In summary, although a few studies on the influence of construction interfaces have been explored, their coverage of effects on the global mechanical behaviors of CSG dams are scarce. In this paper, direct shear tests of construction interfaces with roughening and laying mortar under four different normal pressures are first conducted to obtain interface parameters (cohesive stress and friction coefficient) for finite element modeling. Then, a modified Duncan–Zhang model for the CSG material is introduced. Thereafter, finite element models of the middle-low dam and 100-m dam are developed to analyze the effects of construction interfaces on horizontal and vertical displacements, first and third principal stresses, anti-sliding stability, and ultimate load-bearing capacity of the medium-low and 100-m CSG dams after the construction and service periods.

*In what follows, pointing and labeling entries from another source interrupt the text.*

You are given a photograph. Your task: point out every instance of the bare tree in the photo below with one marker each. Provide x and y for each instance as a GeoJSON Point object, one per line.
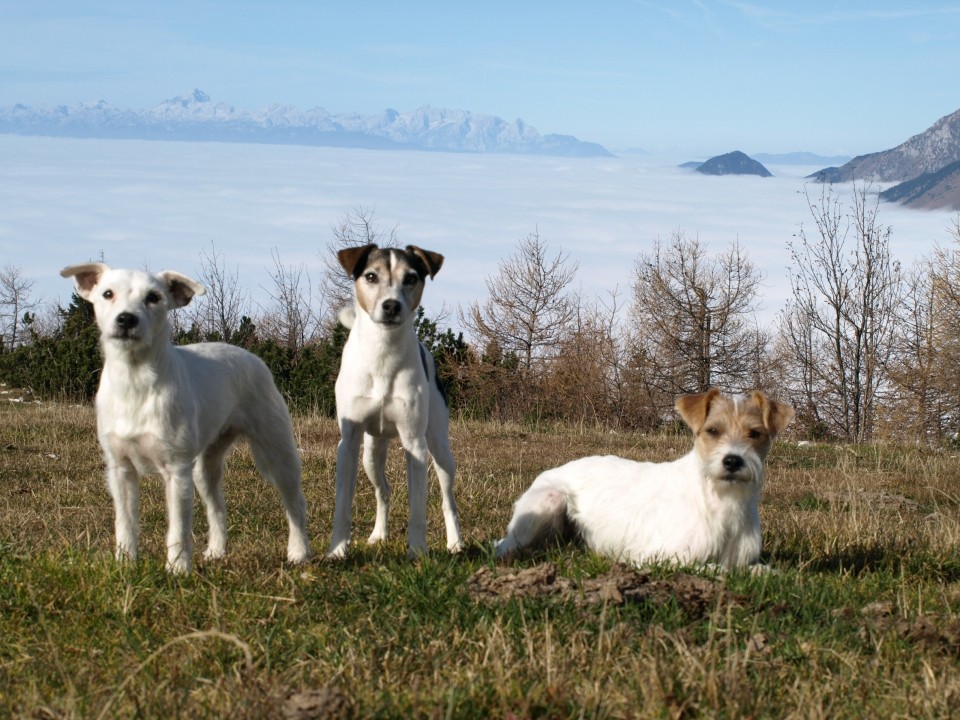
{"type": "Point", "coordinates": [293, 319]}
{"type": "Point", "coordinates": [846, 291]}
{"type": "Point", "coordinates": [919, 406]}
{"type": "Point", "coordinates": [221, 310]}
{"type": "Point", "coordinates": [529, 308]}
{"type": "Point", "coordinates": [694, 319]}
{"type": "Point", "coordinates": [585, 380]}
{"type": "Point", "coordinates": [358, 227]}
{"type": "Point", "coordinates": [15, 304]}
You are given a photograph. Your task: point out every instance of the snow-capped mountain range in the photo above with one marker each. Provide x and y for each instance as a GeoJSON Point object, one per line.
{"type": "Point", "coordinates": [197, 117]}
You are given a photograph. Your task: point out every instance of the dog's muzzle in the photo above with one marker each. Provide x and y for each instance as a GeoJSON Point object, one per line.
{"type": "Point", "coordinates": [126, 323]}
{"type": "Point", "coordinates": [735, 468]}
{"type": "Point", "coordinates": [391, 311]}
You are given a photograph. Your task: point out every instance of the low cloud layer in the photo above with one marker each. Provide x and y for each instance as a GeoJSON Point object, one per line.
{"type": "Point", "coordinates": [159, 205]}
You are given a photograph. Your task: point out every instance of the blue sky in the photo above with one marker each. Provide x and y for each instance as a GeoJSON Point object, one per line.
{"type": "Point", "coordinates": [698, 77]}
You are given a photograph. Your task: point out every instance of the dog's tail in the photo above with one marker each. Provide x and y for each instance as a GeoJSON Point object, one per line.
{"type": "Point", "coordinates": [538, 516]}
{"type": "Point", "coordinates": [346, 316]}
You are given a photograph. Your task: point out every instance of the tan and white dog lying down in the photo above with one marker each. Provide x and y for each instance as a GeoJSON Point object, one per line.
{"type": "Point", "coordinates": [177, 411]}
{"type": "Point", "coordinates": [700, 509]}
{"type": "Point", "coordinates": [387, 387]}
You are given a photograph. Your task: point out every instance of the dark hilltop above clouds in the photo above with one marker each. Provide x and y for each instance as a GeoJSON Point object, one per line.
{"type": "Point", "coordinates": [197, 117]}
{"type": "Point", "coordinates": [733, 163]}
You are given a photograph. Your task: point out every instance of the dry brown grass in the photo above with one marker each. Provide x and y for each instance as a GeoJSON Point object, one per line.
{"type": "Point", "coordinates": [860, 619]}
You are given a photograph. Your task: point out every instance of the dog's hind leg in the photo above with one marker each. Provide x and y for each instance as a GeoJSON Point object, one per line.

2. Direct Shear Test of the Construction Interfaces

2.1. Materials

In accordance with the technique guidelines [5], the proper proportions of cement, fly ash, medium-coarse sand, cobblestones, and water were blended to form the CSG material. The cement was P. O. 32.5 ordinary Portland cement produced by Anhui Conch Cement Co., Ltd., Wuhu, China. The fly ash was purchased from a coal-fired power plant in Henan Province, China. The medium-coarse sand and cobblestones from the local markets were selected as the fine and coarse aggregates, respectively. The mass proportions of aggregates with different sizes are shown in

Table 1. Mass ratio of aggregates with different sizes.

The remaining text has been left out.